Already on GitHub? Sign in to your account

verify job is taking >15 min #1849

Closed
alculquicondor opened this issue Mar 14, 2024 · 21 comments
Closed

verify job is taking >15 min #1849

alculquicondor opened this issue Mar 14, 2024 · 21 comments
Assignees
Labels
kind/cleanup Categorizes issue or PR as related to cleaning up code, process, or technical debt.

Comments

@alculquicondor
Copy link
Contributor

What would you like to be cleaned:

Verify is taking too long

https://testgrid.k8s.io/sig-scheduling#pull-kueue-verify-main&width=20

Would increasing the number of CPUs help? Otherwise, what is being particularly slow?

Why is this needed:

This adds more time to the release process.

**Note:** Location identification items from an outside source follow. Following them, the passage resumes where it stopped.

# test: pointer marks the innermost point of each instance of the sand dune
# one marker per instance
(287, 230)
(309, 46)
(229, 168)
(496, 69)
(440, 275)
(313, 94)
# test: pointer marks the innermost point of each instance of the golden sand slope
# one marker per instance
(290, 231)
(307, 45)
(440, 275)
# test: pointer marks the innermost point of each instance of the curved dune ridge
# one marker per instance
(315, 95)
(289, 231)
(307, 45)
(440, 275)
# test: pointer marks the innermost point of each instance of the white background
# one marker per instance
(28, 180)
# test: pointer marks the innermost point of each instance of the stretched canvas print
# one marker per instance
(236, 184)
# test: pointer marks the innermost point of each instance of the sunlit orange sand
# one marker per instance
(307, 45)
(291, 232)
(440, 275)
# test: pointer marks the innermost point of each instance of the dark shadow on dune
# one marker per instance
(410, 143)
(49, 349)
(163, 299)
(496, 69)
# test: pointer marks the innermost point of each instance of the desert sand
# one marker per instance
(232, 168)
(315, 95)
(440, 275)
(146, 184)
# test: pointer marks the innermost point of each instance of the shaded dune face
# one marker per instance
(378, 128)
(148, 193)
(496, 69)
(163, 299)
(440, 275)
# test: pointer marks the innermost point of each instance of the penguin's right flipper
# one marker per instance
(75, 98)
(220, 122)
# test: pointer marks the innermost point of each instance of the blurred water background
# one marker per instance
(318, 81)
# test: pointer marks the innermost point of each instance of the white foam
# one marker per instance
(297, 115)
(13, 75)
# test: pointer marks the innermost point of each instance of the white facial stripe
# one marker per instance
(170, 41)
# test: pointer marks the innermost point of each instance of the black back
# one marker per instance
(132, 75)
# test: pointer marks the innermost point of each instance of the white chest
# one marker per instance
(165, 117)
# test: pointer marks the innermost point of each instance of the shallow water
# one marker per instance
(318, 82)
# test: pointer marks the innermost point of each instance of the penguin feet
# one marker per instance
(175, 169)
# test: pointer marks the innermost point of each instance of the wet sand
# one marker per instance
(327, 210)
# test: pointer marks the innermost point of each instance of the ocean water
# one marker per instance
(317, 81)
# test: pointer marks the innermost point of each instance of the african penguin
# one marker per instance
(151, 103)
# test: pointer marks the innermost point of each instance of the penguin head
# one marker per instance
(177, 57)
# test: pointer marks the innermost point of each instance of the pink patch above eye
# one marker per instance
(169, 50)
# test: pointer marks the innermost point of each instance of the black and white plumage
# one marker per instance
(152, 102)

@alculquicondor alculquicondor added the kind/cleanup Categorizes issue or PR as related to cleaning up code, process, or technical debt. label Mar 14, 2024
@alculquicondor
Copy link
Contributor Author

@Vandit1604 is this something you would be interested in invesitgating?

@tenzen-y
Copy link
Member

@alculquicondor
Copy link
Contributor Author

@Vandit1604 please write /assign in a comment

@Vandit1604
Copy link
Contributor

/assign
I'll take a look at this

@Vandit1604
Copy link
Contributor

Vandit1604 commented Mar 17, 2024

The delay is because of shell-lint rule. I updated it taking https://github.com/kubernetes/kubernetes/blob/0a31504ee114e363df9d69158c2e639858b8273b/hack/verify-shellcheck.sh as reference.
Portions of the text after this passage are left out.